6. Removed and inspected the flame sensor, it appeared to be in good shape, but there is nothing in the Hayward Manual indicating if and how it can be tested (such as the ohm reading for the ignitor).
7. Pulled the fan off of the burner housing, cleaned out everything I could see, mostly fine dust. The burner area appeared pretty clean and soot-free.
8. Removed the upper access panels on the heater and cleaned and vacuumed all areas I could reach, but it was pretty clean as well.
9. Tested the voltage at the terminals on the gas valve with the valve connected, and just across the valve wires with them not connected to the valve. In every instance, the digital multimeter would read zero, then spike to 24v for a second or less, then drop back to zero. Never got a wiff of any gas at any point since I've been trying to get this issue resolved, but I don't think that the gas valve is ever open long enough to release any detectable amounts of gas (if it even opens at all).
10. Double-checked that the other two gas appliances on the gas line feeding the heater were still working fine.
11. Checked all of the various fuses on both circuit boards (and re-seated each of them), they all appear fine with the fuse elements intact.
So . . . I may be at the point where I need to replace the Control Module, but, thus far, I can't seem to find any other reason for the abbreviated 24 volt signal to the gas valve. In looking over the gas valve, it seems to be a pretty standard off-the-shelf 24 volt actuated unit with a 90 degree manifold attached to one end. I suspect that the valve is fine, it's just not being told to open properly. The valve does not appear to be of a type that would shut itself down if an over or under-pressure situation was present in the gas line feeding the heater (but, I may be mistaken about this).
If you would be so kind as to run all of this by those smart guys at Hayward, perhaps they have some other suggestions for steps I can take. Thanks again.
Rob, just as a process of elimination, I ordered a new flame sensor to see if that's the issue.
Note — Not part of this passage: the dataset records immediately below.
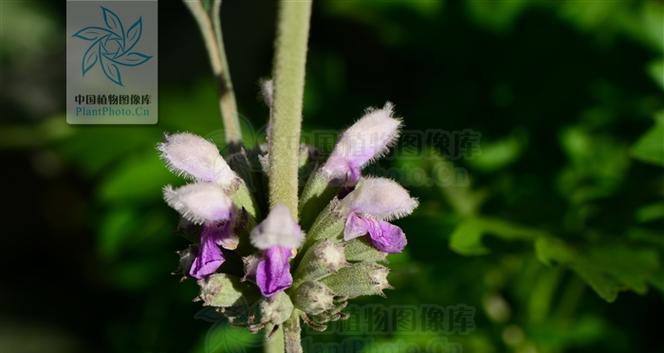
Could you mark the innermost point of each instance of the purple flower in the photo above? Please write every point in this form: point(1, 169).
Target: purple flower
point(199, 203)
point(367, 139)
point(273, 271)
point(385, 236)
point(206, 204)
point(369, 207)
point(277, 236)
point(210, 256)
point(197, 158)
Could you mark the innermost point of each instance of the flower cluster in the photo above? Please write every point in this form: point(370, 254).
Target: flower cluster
point(256, 265)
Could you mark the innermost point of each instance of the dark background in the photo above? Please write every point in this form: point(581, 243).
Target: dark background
point(559, 91)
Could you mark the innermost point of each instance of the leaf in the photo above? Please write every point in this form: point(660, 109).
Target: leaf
point(93, 33)
point(650, 147)
point(467, 237)
point(656, 70)
point(134, 34)
point(225, 338)
point(132, 59)
point(498, 154)
point(113, 22)
point(138, 179)
point(90, 58)
point(111, 71)
point(608, 269)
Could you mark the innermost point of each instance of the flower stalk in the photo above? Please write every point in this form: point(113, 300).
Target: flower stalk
point(209, 23)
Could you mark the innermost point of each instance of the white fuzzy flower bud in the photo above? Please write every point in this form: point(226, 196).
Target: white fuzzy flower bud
point(381, 198)
point(367, 139)
point(321, 259)
point(314, 298)
point(200, 202)
point(193, 156)
point(277, 229)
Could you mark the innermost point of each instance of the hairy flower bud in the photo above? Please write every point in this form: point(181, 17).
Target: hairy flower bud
point(359, 279)
point(277, 309)
point(361, 143)
point(223, 290)
point(313, 298)
point(277, 229)
point(200, 202)
point(381, 198)
point(193, 156)
point(360, 250)
point(321, 259)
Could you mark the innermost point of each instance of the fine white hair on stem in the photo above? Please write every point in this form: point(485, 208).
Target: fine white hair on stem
point(192, 156)
point(366, 140)
point(267, 91)
point(199, 202)
point(277, 229)
point(381, 198)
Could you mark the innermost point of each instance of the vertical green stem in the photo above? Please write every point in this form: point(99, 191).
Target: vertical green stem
point(274, 344)
point(286, 116)
point(210, 27)
point(286, 119)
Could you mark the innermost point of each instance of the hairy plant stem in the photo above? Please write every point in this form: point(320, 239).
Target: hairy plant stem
point(286, 115)
point(274, 343)
point(286, 119)
point(209, 23)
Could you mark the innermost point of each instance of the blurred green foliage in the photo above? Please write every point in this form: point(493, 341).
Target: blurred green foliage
point(560, 211)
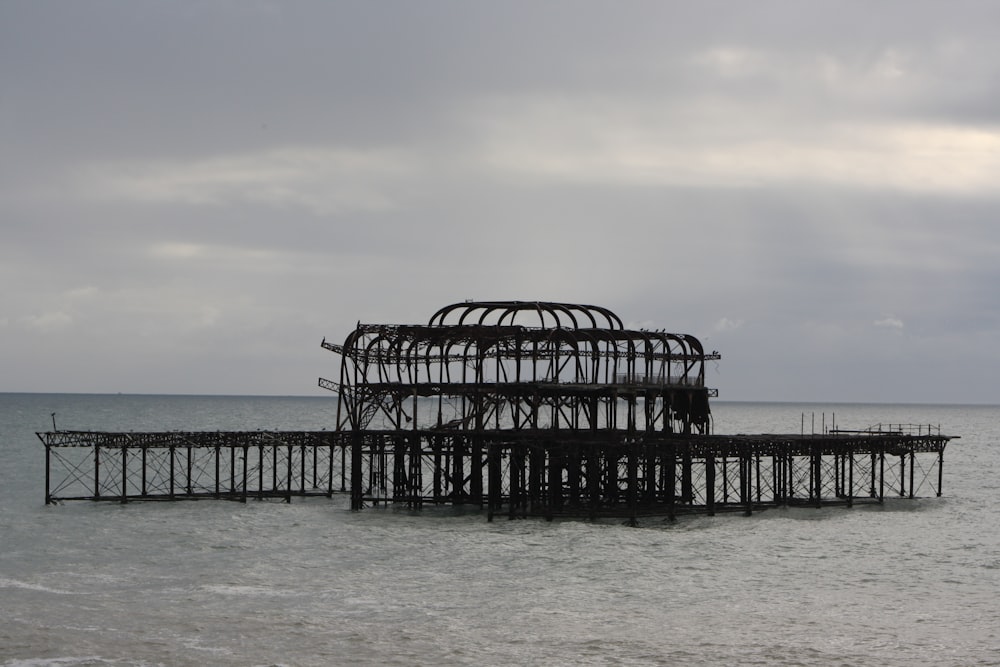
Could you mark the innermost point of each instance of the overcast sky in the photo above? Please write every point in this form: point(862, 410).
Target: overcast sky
point(194, 194)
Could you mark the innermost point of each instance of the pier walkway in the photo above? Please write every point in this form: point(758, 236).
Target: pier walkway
point(506, 473)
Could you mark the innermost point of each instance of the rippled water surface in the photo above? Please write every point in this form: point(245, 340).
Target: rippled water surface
point(311, 583)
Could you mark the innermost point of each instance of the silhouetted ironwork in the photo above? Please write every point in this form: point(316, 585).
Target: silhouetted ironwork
point(520, 408)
Since the gas valve is receiving 24vac three times during an ignition sequence then I would not suspect the control board is at issue, but the gas valve exhibiting no gas, preferably measured with a manometer, then it is possible that the gas valve is internally shorted or shorted to ground and doing no work - not delivering gas into the burner tubes.
This would be evidence of a failed gas valve:
Never got a wiff of any gas at any point since I've been trying to get this issue resolved, but I don't think that the gas valve is ever open long enough to release any detectable amounts of gas (if it even opens at all).
Thank you for the update, Rick. Sorry to hear the flame sensor and gas valve didn't fix the issue. Keep us posted.
That's awesome, Rick. I really appreciate you coming back and giving us updates. I'm sure this thread will help a lot of pool owners in the future.